Workers’ Compensation Policy Requirements
Steven Cesare, Ph.D.
A business owner from Illinois called me the other day to talk about his Company’s safety program. Despite instituting a good safety program (e.g., training, documentation, accountability), the owner continued to see his company’s annual workers’ compensation premiums climb even though very few employee injuries occurred. At the risk of stating the obvious: This condition is all too common in the green industry.
Our discussion first considered potential new initiatives within the company. My professional opinion is that every company should have a dedicated Safety Coordinator position, equivalent to a Foreman, responsible for training, legal compliance, and investigations. Additionally, since most employee injuries occur in the field, I firmly believe companies should adopt extensive job site audits addressing safety behaviors like pre-job inspections which can identify potential hazards (e.g., holes in the turf, low-hanging branches, heaving roots, and slopes), proper lifting techniques, and safe equipment operation. I also recommended that the owner consider monthly safety raffles to reward those employees who demonstrate safe work practices on the job as noticed by their peers.

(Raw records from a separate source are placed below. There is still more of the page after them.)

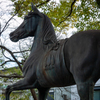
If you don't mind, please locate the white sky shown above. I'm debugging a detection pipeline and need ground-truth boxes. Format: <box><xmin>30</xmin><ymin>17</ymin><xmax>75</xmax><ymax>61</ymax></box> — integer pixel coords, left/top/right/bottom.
<box><xmin>0</xmin><ymin>0</ymin><xmax>76</xmax><ymax>66</ymax></box>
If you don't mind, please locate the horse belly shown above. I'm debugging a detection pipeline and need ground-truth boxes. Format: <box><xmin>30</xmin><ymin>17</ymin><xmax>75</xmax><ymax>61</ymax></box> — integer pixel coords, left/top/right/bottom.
<box><xmin>37</xmin><ymin>49</ymin><xmax>75</xmax><ymax>87</ymax></box>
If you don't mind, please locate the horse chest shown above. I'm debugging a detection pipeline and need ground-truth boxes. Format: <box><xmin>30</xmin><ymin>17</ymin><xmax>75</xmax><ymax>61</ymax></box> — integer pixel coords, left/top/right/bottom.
<box><xmin>36</xmin><ymin>41</ymin><xmax>73</xmax><ymax>87</ymax></box>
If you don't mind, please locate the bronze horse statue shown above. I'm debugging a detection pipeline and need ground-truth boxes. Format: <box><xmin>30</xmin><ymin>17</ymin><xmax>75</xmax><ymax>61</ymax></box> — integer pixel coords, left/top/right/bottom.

While pleased with those standard industry practices, the business owner became increasingly intense as the discussion migrated to external considerations.
It has been my observation that workers’ compensation companies are getting much more money from their clients each year, all the while seemingly delivering fewer services to those same clients. The owner’s eyes widened.

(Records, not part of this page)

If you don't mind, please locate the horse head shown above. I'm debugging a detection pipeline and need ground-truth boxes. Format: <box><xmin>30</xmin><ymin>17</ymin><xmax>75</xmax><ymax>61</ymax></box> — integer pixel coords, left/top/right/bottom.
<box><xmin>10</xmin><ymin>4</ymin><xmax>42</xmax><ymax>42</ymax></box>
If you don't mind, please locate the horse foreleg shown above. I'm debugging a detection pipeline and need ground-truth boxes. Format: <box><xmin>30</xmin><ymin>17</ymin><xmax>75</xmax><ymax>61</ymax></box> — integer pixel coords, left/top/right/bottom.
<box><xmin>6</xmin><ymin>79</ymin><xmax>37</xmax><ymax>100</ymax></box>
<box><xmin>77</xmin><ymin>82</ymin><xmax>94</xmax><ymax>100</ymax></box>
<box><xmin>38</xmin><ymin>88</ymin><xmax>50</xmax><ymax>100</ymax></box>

As a test to see how large I could get his eyes to expand, I gave him my three standard requirements that all companies should have included within their vendor’s workers’ compensation policy .

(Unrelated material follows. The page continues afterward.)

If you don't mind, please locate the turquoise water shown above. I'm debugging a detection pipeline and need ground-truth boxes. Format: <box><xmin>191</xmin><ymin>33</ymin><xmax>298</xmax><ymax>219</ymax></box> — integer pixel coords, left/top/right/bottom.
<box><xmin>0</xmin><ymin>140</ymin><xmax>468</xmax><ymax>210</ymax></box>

- The vendor must provide a well-rounded set of safety tools to the company: training materials, job aids, videotapes, standard operating procedures, cell phone safety apps, web site best practices, and reference materials related to the green industry.
- The vendor must provide quarterly on-site support. A safety representative should review 4-5 jobs one day each quarter and share a written report to Company management capturing Start/Stop/Keep safety behaviors demonstrated by field employees.
- The vendor must provide a thorough Company-wide OSHA audit (e.g., yard, office, shop) once a year. Workers’ compensation companies frequently have former OSHA employees on staff and/or partner with former OSHA auditors to either identify safety shortcomings or defend the company in safety legal proceedings. Instead of waiting for an accident or a formal OSHA audit to occur, companies should take the pre-emptive stance of requiring their workers’ compensation vendor to provide that same service proactively.
In case you were wondering, his eyes got so big, his monocle fell off his face.
I reminded the owner that in this instance, he is the customer, and he has a right to get his money’s worth from his workers’ compensation business partner. Employee safety is too important and too expensive to settle for mere administrative support from a vendor, when in fact customers need operational resources, guidance, and value to improve their safety programs.